Single thread blocks or single block with more thread ...

Hi,

I had following case that,

kernel1<<<1,64>>>(param)

is slower than

kernel2<<<64,1>>>(param), where they are identical in operation.

Why kernel which has more single thread blocks work faster than the kernel which has single block with more thread?

Thank you.

Neither of these approaches os able to utilize more than just a fraction of the resources of your GPU, wasting most of them.

However, kernel2 can utilize multiple SMs for execution, while kernel1 only uses a single one.

That must be an unusual kernel. In the second case you have a severe case of arithmetic underutilization - only one SIMD lane is used. Number of warps running per SM, however, is not smaller.

I think this is a good question, and neither tera nor vvolkov really answered it.
I’m still battling to really understand the architecture, and I don’t have the answer to your question, but let me develop it…

A block is only executed by one streaming multiprocessor.
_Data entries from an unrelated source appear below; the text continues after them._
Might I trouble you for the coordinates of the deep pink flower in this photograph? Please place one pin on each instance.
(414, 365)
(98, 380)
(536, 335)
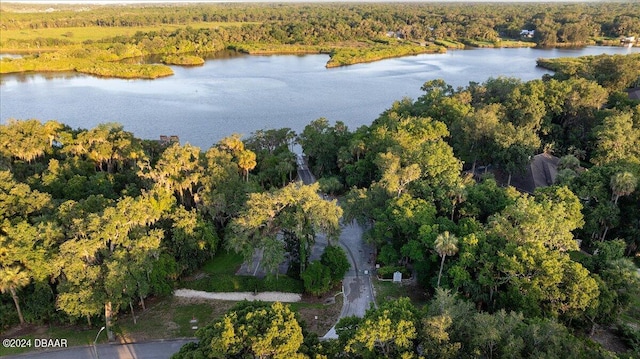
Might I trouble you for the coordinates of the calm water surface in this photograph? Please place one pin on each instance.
(245, 93)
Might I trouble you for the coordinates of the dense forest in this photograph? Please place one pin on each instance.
(95, 222)
(94, 40)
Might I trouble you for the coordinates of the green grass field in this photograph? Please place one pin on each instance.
(96, 33)
(218, 275)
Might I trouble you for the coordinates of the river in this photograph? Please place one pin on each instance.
(242, 94)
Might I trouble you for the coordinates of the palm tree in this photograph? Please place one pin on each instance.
(11, 279)
(246, 162)
(622, 184)
(446, 244)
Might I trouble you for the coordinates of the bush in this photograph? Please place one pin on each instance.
(317, 278)
(336, 260)
(387, 272)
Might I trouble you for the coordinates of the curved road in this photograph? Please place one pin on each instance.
(357, 289)
(151, 350)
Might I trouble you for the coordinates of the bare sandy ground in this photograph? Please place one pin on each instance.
(238, 296)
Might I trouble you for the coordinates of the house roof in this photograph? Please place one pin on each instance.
(541, 172)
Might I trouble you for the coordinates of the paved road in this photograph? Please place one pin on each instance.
(303, 171)
(356, 286)
(151, 350)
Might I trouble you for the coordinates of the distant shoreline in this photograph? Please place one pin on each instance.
(132, 2)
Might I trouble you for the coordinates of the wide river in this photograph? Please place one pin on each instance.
(242, 94)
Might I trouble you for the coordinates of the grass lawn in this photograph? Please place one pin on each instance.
(218, 275)
(387, 291)
(167, 318)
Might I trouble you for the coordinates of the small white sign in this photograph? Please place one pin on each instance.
(397, 277)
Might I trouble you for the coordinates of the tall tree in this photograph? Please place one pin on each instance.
(295, 212)
(97, 266)
(179, 171)
(446, 244)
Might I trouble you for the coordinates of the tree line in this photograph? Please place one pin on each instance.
(96, 221)
(93, 222)
(349, 33)
(317, 23)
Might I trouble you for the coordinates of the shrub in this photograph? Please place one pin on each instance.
(336, 260)
(317, 278)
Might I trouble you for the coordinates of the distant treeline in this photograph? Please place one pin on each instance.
(320, 23)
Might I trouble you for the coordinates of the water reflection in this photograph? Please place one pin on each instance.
(240, 93)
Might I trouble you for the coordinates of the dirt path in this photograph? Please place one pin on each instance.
(357, 288)
(238, 296)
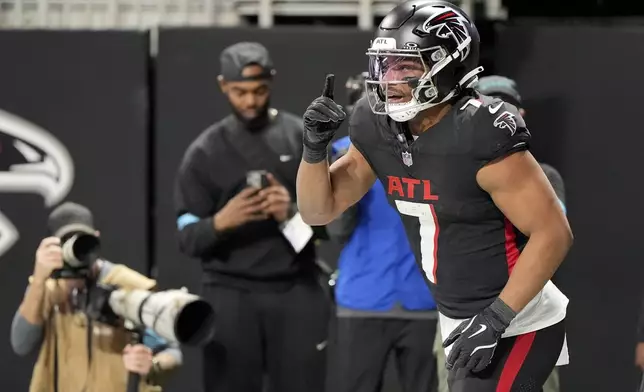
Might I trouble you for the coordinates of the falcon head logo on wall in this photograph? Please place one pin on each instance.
(450, 24)
(32, 160)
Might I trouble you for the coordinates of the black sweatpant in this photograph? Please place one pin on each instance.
(520, 364)
(360, 347)
(280, 334)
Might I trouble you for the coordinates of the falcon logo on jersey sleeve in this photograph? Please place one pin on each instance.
(506, 121)
(450, 24)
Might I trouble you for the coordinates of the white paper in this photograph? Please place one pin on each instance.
(297, 232)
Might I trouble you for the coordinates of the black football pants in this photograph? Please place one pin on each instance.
(278, 334)
(520, 364)
(359, 349)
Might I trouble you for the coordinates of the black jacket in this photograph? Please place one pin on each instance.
(214, 170)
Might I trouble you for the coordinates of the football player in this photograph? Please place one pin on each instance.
(482, 219)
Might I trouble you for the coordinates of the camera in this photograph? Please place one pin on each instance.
(176, 315)
(74, 225)
(80, 250)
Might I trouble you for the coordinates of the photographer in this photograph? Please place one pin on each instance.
(78, 353)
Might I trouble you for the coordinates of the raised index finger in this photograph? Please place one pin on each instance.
(329, 82)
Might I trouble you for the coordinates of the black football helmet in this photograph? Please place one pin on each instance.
(428, 46)
(355, 87)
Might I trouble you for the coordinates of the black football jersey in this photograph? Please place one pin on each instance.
(462, 241)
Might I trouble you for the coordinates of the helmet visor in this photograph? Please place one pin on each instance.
(392, 80)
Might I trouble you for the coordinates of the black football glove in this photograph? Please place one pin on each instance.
(476, 339)
(321, 119)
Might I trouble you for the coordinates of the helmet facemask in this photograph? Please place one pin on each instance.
(413, 74)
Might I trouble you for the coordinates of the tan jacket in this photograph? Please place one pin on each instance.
(106, 372)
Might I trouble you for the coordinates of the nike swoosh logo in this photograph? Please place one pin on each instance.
(480, 331)
(483, 348)
(496, 109)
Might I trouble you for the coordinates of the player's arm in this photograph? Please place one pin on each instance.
(522, 192)
(324, 192)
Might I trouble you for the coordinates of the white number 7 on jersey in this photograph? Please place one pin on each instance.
(428, 233)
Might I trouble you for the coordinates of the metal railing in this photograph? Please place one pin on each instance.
(142, 14)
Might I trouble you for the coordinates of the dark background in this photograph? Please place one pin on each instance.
(89, 91)
(92, 90)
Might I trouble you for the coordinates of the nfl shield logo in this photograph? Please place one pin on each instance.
(407, 158)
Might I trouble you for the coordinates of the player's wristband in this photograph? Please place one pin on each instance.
(314, 154)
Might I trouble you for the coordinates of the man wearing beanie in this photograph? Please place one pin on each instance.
(75, 352)
(235, 210)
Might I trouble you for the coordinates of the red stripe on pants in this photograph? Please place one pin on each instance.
(511, 251)
(515, 360)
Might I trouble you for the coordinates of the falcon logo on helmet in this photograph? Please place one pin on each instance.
(425, 53)
(506, 121)
(447, 25)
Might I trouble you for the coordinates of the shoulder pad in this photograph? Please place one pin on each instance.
(499, 129)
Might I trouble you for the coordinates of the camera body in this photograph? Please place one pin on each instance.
(80, 251)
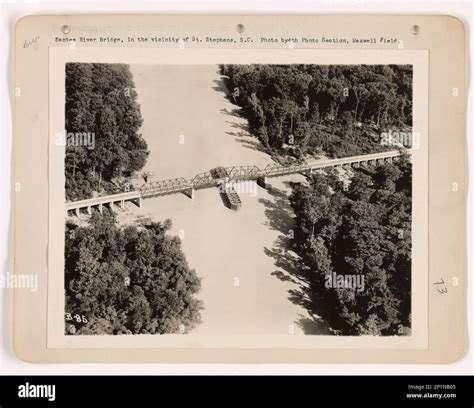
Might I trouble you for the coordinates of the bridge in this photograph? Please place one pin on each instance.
(234, 174)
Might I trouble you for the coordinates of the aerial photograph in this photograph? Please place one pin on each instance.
(256, 199)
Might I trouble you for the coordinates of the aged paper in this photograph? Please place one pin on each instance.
(436, 291)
If you launch more threads for a block than the number of streaming processors of this block, the excess threads will be hold by hardware threads of the streaming processors (I think they can load data), but have to wait for their turn to be computed. If you launch more threads in a block than the total number of hardware thread lying in all the streaming processors of a streaming multiprocessors, I guess the excess threads are put in some sort of queue.

Likewise, if you launch more blocks than the number of streaming multiprocessors that you have on your card, I think the excess blocks are also put in a queue and wait for their turn.

Now, if I’m right, the fact that <<<1,64>>> is slower than <<<64,1>>> would mean that you have a lot of streaming multiprocessors, with fewer streaming processors inside. As a result, launching a lot of threads in one block create sort of a longer queue of processes waiting for their turn, than when you launch a lot of blocks of only one thread…

Actually, I don’t know.
I just tried…
I’d like to see some seasoned CUDA programmer answering this question!

Because threads in different blocks run asynchronously and threads in same blocks are synchronized. It is quite common.

Note, however, that <<<64,1>>> is often same as <<<64,32>>> because you can’t have less than 1 warp per block.